Private sector lender Federal Bank on Monday reported 5 per cent year-on-year (y-o-y) and 10 per cent quarter-on-quarter (q-o-q) fall in net profit for the quarter ended December at ₹955 crore, largely due to higher provisions.
The bank’s total provisions including tax rose 43 per cent y-o-y to ₹614 crore in Q3, while operating expense was up 15 per cent at ₹1,778 crore. Fresh slippages rose to ₹486 crore in Q3 from ₹428 crore in Q2. Credit cost, or capital set aside for potential bad loans, rose sharply to 0.58 per cent from 0.30 per cent a quarter ago. Overall gross and net non-performing asset ratio (GNPA, NNPA) stood at 1.95 per cent and 0.49 per cent in Q3 as against 2.09 per cent and 0.57 per cent a quarter ago, respectively.

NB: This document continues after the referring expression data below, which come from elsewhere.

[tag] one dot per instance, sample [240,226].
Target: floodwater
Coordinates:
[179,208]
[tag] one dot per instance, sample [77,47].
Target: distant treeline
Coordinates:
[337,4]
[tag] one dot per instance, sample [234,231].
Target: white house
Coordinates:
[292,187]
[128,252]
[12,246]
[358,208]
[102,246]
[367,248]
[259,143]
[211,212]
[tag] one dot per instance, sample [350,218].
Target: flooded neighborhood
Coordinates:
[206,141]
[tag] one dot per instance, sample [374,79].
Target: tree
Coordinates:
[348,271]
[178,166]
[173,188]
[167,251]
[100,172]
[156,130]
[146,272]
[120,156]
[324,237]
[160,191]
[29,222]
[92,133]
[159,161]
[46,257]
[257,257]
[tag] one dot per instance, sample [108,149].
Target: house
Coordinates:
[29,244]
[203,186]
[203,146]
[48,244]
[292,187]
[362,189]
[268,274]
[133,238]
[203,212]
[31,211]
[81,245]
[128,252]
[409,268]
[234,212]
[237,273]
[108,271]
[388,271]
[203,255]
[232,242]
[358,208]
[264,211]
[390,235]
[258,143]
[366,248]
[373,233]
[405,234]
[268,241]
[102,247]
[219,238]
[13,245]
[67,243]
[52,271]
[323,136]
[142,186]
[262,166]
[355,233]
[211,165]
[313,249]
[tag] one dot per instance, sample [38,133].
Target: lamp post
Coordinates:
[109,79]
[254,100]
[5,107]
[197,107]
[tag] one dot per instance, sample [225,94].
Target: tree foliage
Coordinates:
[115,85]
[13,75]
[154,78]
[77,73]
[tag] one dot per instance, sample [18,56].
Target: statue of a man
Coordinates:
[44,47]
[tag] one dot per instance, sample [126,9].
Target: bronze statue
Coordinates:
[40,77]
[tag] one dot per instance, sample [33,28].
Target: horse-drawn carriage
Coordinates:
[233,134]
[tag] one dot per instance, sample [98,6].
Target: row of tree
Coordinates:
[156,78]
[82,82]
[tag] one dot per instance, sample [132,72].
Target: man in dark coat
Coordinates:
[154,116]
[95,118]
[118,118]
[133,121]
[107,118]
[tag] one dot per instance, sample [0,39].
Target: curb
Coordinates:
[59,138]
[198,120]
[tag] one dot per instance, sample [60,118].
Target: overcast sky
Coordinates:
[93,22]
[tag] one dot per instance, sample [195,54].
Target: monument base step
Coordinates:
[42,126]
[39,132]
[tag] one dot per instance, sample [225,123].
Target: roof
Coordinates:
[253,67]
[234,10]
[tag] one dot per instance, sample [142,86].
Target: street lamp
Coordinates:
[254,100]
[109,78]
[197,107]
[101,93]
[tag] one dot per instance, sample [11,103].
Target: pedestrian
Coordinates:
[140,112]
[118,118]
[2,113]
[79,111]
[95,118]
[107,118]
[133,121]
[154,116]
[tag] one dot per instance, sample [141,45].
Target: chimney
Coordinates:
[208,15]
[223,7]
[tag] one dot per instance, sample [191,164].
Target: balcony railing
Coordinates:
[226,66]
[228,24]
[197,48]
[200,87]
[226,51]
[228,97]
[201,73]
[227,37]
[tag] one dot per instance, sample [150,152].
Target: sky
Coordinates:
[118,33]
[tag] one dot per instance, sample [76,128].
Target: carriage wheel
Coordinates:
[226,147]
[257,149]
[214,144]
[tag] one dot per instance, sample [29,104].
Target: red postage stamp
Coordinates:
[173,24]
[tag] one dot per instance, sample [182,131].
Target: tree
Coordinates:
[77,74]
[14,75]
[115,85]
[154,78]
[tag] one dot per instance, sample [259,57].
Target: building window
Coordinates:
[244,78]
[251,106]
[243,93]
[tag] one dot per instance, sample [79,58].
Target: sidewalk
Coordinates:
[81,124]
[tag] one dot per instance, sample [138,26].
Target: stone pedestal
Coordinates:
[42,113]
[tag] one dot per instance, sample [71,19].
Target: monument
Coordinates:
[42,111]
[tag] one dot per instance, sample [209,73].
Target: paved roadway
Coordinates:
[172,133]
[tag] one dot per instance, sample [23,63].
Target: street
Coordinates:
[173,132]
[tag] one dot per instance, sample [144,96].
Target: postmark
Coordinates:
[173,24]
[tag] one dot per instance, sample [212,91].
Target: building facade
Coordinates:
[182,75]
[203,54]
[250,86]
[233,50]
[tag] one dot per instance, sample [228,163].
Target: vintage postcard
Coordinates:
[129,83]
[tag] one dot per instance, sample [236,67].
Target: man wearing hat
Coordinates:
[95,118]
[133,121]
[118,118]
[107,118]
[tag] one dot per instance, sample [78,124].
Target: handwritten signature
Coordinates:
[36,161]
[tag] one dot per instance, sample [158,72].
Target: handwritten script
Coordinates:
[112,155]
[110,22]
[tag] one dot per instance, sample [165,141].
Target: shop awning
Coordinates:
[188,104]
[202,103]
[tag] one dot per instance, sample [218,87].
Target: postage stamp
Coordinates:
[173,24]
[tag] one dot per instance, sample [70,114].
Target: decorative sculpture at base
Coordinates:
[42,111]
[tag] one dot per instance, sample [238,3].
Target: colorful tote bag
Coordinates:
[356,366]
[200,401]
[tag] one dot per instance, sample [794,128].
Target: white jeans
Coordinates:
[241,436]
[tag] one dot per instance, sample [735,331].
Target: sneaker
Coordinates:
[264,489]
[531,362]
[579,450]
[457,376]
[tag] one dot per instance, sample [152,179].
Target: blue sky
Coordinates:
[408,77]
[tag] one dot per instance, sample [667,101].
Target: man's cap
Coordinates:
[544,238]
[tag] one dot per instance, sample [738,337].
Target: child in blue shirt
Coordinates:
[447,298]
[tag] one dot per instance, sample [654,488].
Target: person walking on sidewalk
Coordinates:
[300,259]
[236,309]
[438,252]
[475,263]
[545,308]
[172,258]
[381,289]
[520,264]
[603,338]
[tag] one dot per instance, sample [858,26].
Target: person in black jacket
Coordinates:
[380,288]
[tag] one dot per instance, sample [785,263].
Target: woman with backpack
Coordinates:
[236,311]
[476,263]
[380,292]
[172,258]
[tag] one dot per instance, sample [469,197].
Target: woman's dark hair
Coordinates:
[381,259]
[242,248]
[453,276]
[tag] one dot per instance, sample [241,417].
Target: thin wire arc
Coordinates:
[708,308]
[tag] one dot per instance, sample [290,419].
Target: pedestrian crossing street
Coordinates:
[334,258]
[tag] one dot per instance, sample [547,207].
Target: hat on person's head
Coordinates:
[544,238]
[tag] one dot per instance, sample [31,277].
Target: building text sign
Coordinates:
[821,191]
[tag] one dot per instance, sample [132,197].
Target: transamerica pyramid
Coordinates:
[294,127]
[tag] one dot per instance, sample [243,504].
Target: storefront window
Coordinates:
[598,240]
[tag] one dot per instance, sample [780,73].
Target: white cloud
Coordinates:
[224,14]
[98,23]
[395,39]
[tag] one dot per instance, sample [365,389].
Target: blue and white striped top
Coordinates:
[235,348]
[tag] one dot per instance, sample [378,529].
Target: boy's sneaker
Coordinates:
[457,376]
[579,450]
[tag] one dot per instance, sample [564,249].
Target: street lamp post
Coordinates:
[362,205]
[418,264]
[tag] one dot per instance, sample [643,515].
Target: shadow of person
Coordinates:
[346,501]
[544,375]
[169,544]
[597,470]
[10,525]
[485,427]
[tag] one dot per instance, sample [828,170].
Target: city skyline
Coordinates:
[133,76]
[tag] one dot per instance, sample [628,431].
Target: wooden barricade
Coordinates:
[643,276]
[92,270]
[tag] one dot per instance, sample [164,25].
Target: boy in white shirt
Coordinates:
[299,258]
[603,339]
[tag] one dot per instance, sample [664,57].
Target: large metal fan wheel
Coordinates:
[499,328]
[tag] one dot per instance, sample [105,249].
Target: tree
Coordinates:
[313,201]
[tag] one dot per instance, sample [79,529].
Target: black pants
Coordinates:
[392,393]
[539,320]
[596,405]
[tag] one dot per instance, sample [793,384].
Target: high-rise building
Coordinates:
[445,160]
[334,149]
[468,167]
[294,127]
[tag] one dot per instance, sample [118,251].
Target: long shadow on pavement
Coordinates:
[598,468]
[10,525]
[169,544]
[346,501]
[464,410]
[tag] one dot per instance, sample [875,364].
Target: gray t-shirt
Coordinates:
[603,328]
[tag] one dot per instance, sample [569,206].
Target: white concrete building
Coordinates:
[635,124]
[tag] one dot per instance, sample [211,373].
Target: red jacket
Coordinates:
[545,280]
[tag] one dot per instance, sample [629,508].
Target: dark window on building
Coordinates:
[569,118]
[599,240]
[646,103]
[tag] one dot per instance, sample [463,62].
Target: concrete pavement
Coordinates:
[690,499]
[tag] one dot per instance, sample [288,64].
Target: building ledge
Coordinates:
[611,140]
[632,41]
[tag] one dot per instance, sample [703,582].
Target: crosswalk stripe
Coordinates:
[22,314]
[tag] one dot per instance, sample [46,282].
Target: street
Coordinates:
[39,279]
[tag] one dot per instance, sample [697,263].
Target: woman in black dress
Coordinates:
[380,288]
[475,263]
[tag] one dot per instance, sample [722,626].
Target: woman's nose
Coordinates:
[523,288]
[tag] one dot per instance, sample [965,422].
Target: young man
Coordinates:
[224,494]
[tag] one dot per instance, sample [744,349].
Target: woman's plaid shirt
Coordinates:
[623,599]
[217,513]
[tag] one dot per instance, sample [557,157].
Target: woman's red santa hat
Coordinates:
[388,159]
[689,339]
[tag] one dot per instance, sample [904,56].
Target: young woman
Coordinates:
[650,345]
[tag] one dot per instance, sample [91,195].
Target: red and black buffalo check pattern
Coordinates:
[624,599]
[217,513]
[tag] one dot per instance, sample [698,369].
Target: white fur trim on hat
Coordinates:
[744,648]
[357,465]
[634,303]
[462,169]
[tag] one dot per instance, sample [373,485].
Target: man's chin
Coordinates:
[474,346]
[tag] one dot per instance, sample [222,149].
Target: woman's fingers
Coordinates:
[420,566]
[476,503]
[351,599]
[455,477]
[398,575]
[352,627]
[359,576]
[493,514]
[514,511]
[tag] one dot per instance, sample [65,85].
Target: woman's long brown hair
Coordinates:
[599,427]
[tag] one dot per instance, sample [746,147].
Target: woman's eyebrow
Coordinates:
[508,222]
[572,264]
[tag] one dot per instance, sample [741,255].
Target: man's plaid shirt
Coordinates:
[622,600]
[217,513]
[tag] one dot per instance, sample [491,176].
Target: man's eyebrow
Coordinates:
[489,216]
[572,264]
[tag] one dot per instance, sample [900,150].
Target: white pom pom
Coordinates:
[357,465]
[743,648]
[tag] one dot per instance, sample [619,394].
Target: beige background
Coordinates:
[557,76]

“In alignment with our commitment to building a robust foundation, we have undertaken accelerated provisioning for certain riskier asset classes this quarter. We remain steadfast in our focus on building a high-quality franchise that delivers value to all stakeholders whether through superior customer service and relationships, an enhanced employee proposition, or consistent and sustainable earnings quality,” said KVS Manian, MD, CEO at Federal Bank.
Federal Bank’s gross advances rose 15 per cent y-o-y to ₹2.33 lakh crore, while deposits were up 11 per cent y-o-y at ₹2.66 lakh crore. Net interest income of the bank rose 15 per cent on-year to ₹2,431 crore, while other income stood at ₹916 crore in Q3 as against ₹863 crore in corresponding period last year. Net interest margin of the bank was stable at 3.11 per cent in Q3. Capital adequacy ratio stood at 15.16 per cent in Q3.